Stefan Ludwig: „Das Problem der Gesellschaft ist, dass sie durch den hohen Kapitaldienst gelähmt ist und seit 1998 nur sehr geringe Investitionen möglich waren. Derzeit verhandeln wir aber mit den Banken über eine Umschichtung der Schulden und einen teilweisen Schuldenerlass. Es geht dabei um einen siebenstelligen
Euro-Betrag. Wir gehen davon aus, dass die Wohnungsbaugesellschaft im Jahre 2004 erstmals wieder investieren kann. Nicht zu letzt bedeutet das auch ein erhebliches Stück mehr an Sicherheit für die Mieterinnen und Mieter.“

Leere Stadtkassen gibt es wohl auch in Königs Wusterhausen. Stehen Einrichtungen vor der Schließung?
Stefan Ludwig: „Das Land Brandenburg will den Gemeinden allein im Jahr 2004 insgesamt 120 Millionen Euro an Zuschüssen streichen. Das wird uns durchaus treffen. Dennoch werden wir keine Einrichtungen schließen. Erhebliche Einsparpotenziale sehe ich bei Heizung oder Beleuchtung, auch bei den Telefonkosten. Es bleibt auch zu überlegen, ob zum Beispiel die Straßenreinigung in größeren Abständen durchgeführt werden kann.“

Müssen Sie Personal entlassen? Immerhin bekommen Sie die Mitarbeiter vom ehemaligen Amt mit dazu?
Stefan Ludwig: „Entlassungen wird es bei mir im Jahr 2004 nicht geben.

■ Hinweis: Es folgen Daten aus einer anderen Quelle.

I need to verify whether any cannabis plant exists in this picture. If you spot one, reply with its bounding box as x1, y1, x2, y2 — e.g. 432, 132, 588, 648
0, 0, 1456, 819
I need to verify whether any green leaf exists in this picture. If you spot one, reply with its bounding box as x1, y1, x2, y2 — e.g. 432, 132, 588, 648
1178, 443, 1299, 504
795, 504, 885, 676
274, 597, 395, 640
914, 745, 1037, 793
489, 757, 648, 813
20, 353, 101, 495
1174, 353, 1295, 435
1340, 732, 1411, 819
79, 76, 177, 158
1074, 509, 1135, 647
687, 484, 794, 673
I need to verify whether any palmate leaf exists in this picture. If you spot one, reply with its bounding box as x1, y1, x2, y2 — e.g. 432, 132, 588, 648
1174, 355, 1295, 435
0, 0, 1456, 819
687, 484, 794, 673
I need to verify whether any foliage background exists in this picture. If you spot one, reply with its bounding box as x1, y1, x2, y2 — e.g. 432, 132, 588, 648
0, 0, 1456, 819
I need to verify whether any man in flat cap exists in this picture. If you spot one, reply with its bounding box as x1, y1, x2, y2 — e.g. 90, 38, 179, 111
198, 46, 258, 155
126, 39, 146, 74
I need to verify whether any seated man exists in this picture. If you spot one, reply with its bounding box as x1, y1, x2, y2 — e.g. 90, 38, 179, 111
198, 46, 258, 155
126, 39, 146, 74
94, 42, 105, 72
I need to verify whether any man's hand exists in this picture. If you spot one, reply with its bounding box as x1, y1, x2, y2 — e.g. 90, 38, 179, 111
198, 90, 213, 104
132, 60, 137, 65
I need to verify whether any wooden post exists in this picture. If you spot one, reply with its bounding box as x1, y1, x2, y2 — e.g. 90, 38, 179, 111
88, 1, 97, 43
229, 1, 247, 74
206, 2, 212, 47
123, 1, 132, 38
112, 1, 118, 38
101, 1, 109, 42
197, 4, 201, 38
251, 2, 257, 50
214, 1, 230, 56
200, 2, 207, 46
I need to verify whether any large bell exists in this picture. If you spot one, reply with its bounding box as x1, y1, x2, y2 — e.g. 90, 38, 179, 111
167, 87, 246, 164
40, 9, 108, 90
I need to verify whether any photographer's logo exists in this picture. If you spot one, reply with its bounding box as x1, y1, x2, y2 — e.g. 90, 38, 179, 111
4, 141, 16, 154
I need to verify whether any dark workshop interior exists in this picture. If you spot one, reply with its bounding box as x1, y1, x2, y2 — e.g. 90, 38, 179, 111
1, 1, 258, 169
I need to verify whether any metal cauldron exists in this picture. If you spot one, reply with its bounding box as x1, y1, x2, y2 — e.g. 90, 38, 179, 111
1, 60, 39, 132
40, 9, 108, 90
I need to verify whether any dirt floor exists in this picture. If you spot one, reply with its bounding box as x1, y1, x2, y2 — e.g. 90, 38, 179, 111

Freiwerdende Stellen werden aber nicht mehr besetzt.“

Wie ist der Stand bei den Kavaliershäusern?
Stefan Ludwig: „Im Mai 2004 wird das westliche Kavaliershaus eröffnet. Dort wird auch die Kreismusikschule ihr neues Domizil finden, es wird gehobene, aber bezahlbare Gastronomie geben und einen repräsentativen Saal für Veranstaltungen. Am 25. September 2004 findet übrigens das Schlossfest statt“.

Bürgermeister Stefan Ludwig setzt auf kurze Wege in der Verwaltung.